Although its main purpose will be to serve as an alternative route at the most narrow sections of the circuit, the boardwalk is also an opportunity to interpret stories.
In a report from the director of Environmental Planning and Building Services, Neil Southorn, it was said that council should seek to interpret both the motor racing history of Mount Panorama and the story of Wahluu.
In order to build the boardwalk, an Aboriginal Due Diligence study was completed by Extent Heritage.
“The due diligence report concluded that the proposed development may proceed and that there is a low risk of Aboriginal objects being present within the study area,” Mr Southorn said.

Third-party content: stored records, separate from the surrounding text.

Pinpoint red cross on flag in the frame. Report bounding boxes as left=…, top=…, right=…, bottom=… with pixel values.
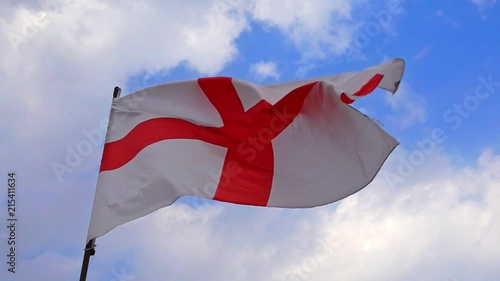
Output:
left=88, top=59, right=404, bottom=240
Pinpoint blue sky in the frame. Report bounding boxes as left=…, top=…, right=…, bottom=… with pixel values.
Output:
left=0, top=0, right=500, bottom=281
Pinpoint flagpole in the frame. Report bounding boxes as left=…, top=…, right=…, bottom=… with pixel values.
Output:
left=80, top=86, right=122, bottom=281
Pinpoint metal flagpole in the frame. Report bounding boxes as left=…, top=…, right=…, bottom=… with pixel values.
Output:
left=80, top=86, right=122, bottom=281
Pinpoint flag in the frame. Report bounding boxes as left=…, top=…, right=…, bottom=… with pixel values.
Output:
left=87, top=59, right=404, bottom=240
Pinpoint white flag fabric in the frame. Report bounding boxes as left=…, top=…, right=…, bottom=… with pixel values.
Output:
left=87, top=59, right=404, bottom=240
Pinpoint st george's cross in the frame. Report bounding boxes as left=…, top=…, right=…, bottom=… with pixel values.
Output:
left=87, top=59, right=404, bottom=241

Council also consulted with the Bathurst Local Aboriginal Lands Council and Bathurst Wiradyuri Elders to seek their endorsement for the boardwalk and to also obtain advice about interpreting the Wahluu story.
Mr Southorn said a report back from the groups “highlights the enthusiasm of the local Aboriginal groups to include this story”.
Council is now seeking quotes to develop the final strategies regarding the motor racing history content and to finalise the interpretation for the Wahluu story.
At last Wednesday night’s council meeting, councillor Jess Jennings asked whether a memorial to Peter Brock would be included in the boardwalk project.
Mr Southorn said it was ultimately up to council to determine, however he did highlight that there were already a number of memorials to Peter Brock in the Mount Panorama precinct.
Cr Warren Aubin said the boardwalk was “an excellent idea if for no other reason than it gets the pedestrians off the track”.
Previously, council has said the boardwalk would be complete by the end of 2019.